Quarterly returns are due on or before the last day of the month following the close of the quarter:

  • first quarter (January – March) is due April 30
  • second quarter (April – June) is due July 31
  • third quarter (July – September) is due October 31, and
  • fourth quarter (October – December) is due January 31.

As with tax payments, for payments due on a Saturday, Sunday, or holiday, the due date is extended to the next business day. You must file quarterly returns even if no tax was withheld during a particular quarter.

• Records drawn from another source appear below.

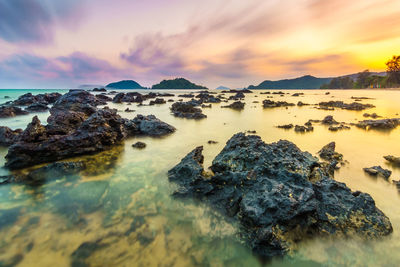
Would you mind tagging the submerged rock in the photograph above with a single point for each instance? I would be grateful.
(385, 124)
(187, 110)
(392, 159)
(274, 104)
(8, 136)
(378, 171)
(238, 105)
(7, 111)
(139, 145)
(278, 194)
(303, 128)
(285, 126)
(342, 105)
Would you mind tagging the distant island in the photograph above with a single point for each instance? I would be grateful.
(305, 82)
(179, 83)
(125, 84)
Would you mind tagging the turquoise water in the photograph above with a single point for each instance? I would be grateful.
(121, 210)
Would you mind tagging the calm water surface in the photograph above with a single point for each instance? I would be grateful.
(120, 211)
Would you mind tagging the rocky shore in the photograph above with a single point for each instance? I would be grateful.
(278, 194)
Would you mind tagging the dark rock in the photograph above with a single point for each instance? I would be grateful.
(139, 145)
(149, 125)
(187, 110)
(392, 159)
(373, 115)
(274, 104)
(238, 105)
(328, 153)
(285, 126)
(342, 105)
(378, 171)
(329, 120)
(8, 136)
(303, 128)
(101, 130)
(338, 128)
(157, 101)
(278, 194)
(384, 124)
(300, 104)
(11, 111)
(37, 107)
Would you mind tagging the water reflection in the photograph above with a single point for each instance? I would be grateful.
(119, 211)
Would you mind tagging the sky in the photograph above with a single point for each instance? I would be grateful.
(235, 43)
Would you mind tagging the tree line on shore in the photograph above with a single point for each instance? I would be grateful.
(366, 79)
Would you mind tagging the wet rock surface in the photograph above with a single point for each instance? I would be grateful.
(237, 105)
(275, 104)
(8, 136)
(392, 159)
(342, 105)
(187, 110)
(384, 124)
(378, 171)
(77, 127)
(278, 194)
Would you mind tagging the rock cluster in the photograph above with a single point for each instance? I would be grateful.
(187, 110)
(77, 127)
(278, 194)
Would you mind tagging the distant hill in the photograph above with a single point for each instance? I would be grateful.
(126, 84)
(90, 86)
(305, 82)
(179, 83)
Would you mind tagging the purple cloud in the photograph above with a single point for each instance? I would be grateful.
(33, 20)
(27, 70)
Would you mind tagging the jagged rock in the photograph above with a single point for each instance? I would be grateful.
(378, 171)
(392, 159)
(286, 126)
(303, 128)
(300, 104)
(385, 124)
(342, 105)
(157, 101)
(338, 128)
(238, 105)
(8, 136)
(328, 153)
(187, 110)
(329, 120)
(28, 99)
(278, 194)
(37, 107)
(373, 115)
(101, 130)
(151, 126)
(274, 104)
(11, 111)
(139, 145)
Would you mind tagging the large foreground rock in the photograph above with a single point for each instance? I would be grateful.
(76, 127)
(278, 194)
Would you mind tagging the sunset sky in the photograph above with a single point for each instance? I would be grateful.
(59, 44)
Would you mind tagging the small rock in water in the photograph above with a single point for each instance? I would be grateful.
(139, 145)
(392, 159)
(378, 171)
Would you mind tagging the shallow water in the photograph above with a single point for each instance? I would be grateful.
(121, 211)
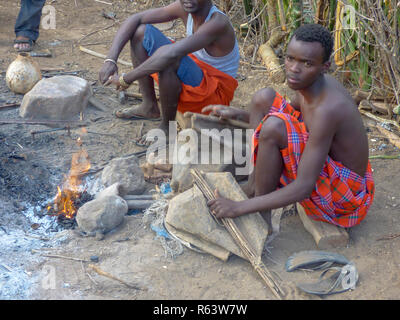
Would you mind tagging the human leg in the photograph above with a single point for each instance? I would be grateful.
(145, 42)
(149, 107)
(27, 23)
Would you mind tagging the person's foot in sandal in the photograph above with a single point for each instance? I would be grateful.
(143, 111)
(23, 44)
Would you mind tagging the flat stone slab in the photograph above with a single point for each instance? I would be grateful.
(326, 236)
(56, 98)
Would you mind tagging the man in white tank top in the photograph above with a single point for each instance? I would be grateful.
(187, 82)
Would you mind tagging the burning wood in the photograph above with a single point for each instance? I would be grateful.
(70, 194)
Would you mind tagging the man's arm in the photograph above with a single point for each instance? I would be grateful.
(129, 27)
(170, 54)
(311, 163)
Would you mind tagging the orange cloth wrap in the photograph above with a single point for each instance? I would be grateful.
(216, 87)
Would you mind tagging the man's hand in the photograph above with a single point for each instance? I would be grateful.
(219, 111)
(108, 69)
(222, 207)
(114, 79)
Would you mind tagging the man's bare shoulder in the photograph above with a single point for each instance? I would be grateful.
(337, 98)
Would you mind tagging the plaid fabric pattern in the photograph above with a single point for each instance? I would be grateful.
(340, 197)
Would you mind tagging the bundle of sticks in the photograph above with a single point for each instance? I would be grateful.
(240, 239)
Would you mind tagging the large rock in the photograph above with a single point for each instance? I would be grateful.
(101, 215)
(189, 219)
(191, 154)
(56, 98)
(127, 173)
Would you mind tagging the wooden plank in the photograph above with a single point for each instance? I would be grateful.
(326, 236)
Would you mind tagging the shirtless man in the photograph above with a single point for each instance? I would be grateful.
(186, 82)
(316, 152)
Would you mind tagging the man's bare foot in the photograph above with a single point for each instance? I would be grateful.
(146, 140)
(142, 111)
(23, 44)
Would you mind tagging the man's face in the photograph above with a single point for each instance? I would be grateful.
(192, 6)
(304, 63)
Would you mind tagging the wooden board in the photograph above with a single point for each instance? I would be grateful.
(326, 236)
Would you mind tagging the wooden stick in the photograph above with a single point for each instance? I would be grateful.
(103, 56)
(59, 256)
(38, 122)
(239, 239)
(110, 276)
(389, 237)
(10, 105)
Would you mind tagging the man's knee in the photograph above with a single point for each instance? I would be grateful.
(139, 34)
(262, 100)
(274, 130)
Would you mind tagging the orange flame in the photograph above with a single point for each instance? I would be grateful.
(65, 198)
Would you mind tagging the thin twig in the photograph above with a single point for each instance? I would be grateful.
(239, 239)
(59, 256)
(110, 276)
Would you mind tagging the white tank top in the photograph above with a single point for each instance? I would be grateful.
(228, 63)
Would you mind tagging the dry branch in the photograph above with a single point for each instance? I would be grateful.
(240, 240)
(103, 56)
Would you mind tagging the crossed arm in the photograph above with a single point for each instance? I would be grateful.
(311, 163)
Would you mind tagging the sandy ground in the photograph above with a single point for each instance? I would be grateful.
(131, 252)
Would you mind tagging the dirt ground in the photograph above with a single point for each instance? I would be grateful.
(32, 167)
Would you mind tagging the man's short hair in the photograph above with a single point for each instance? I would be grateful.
(316, 33)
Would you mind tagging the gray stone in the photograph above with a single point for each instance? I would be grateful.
(101, 215)
(127, 173)
(112, 190)
(56, 98)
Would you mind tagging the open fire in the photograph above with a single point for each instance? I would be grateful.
(69, 196)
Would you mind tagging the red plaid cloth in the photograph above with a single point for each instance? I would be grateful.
(340, 197)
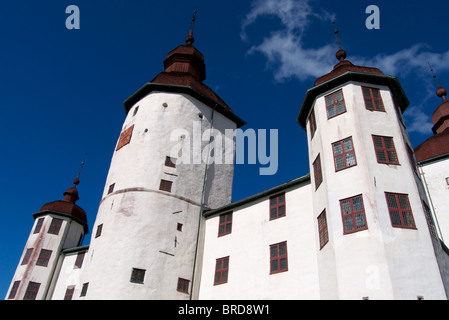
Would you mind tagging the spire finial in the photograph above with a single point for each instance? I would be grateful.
(341, 54)
(77, 180)
(190, 40)
(441, 92)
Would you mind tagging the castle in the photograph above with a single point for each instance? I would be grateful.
(368, 222)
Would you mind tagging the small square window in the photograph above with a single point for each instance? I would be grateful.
(225, 224)
(221, 271)
(317, 172)
(39, 225)
(277, 206)
(335, 104)
(165, 185)
(385, 150)
(170, 162)
(278, 258)
(32, 290)
(84, 289)
(43, 258)
(55, 226)
(99, 230)
(183, 285)
(353, 214)
(137, 275)
(322, 229)
(111, 188)
(344, 155)
(373, 99)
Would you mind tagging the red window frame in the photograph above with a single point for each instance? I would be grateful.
(221, 271)
(385, 150)
(373, 99)
(79, 260)
(312, 124)
(353, 214)
(44, 257)
(345, 156)
(165, 185)
(169, 162)
(13, 292)
(333, 102)
(32, 290)
(225, 224)
(183, 285)
(27, 256)
(99, 230)
(55, 226)
(317, 172)
(69, 293)
(39, 224)
(278, 258)
(277, 206)
(401, 214)
(322, 229)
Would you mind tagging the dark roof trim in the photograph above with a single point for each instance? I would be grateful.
(65, 215)
(313, 93)
(260, 195)
(149, 87)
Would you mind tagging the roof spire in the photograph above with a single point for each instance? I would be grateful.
(441, 92)
(341, 54)
(189, 39)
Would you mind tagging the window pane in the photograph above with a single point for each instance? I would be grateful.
(346, 207)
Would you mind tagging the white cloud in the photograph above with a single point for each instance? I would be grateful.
(289, 58)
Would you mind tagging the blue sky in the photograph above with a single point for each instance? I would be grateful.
(62, 91)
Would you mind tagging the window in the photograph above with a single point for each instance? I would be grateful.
(221, 271)
(15, 287)
(183, 285)
(170, 162)
(55, 226)
(317, 172)
(278, 258)
(84, 289)
(165, 185)
(43, 258)
(39, 225)
(277, 206)
(400, 211)
(111, 188)
(344, 155)
(99, 230)
(373, 100)
(79, 260)
(32, 289)
(225, 224)
(312, 123)
(335, 104)
(27, 256)
(69, 293)
(353, 214)
(137, 276)
(322, 229)
(125, 138)
(385, 151)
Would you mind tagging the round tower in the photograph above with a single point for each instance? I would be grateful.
(161, 177)
(58, 225)
(367, 195)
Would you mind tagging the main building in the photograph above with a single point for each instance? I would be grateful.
(368, 222)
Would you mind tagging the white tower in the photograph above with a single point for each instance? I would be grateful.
(58, 225)
(144, 241)
(368, 200)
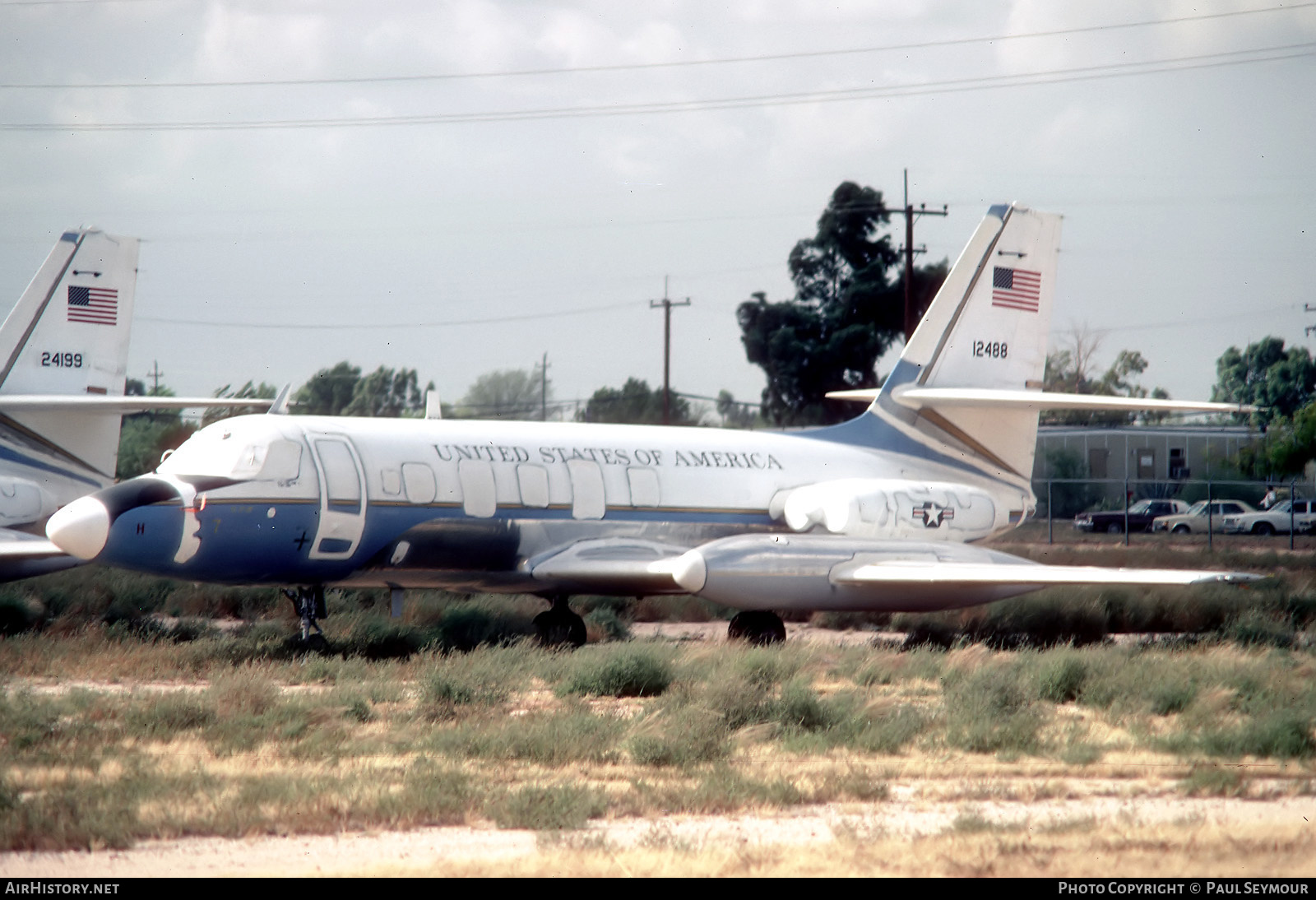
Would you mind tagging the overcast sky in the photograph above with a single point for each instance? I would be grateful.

Complete an Annual Reconciliation

After the end of the year, you must file an annual reconciliation with the DOR that summarizes the employee taxes you’ve withheld during the year. The annual reconciliation is in addition to providing each of your employees with a federal form W-2 summarizing the employee’s withholding for the year. Use Form WR, Oregon Annual Withholding Tax Reconciliation Report. Unlike some other states, you do not need to send W-2s with your Form WR. The annual reconciliation must be filed by mail. The annual reconciliation is due on or before the last day of February for most small employers. However, if you are submitting W-2s electronically, the due date is extended to the last day of March.

Independent Contractors are Not Employees

This article is only concerned with employees, not independent contractors. In general, different tax rules apply to independent contractors.

Using Payroll Service Companies

You may decide that it’s easiest to hand over responsibility for payroll, including withholding taxes, to an outside payroll service. If so, keep in mind that your business, or even you personally, may still be held directly responsible for mistakes made by an outside payroll company.

Additional Information

This article touches on the basic elements of Oregon employee withholding taxes. Oregon law states that corporation officers or employees may be held personally liable for unpaid withholding taxes owed by the corporation. Avoid possible penalties for making mistakes by checking both the IRS and DOR websites for the latest information. You also can get more information about small business tax issues in other articles here on Nolo.com.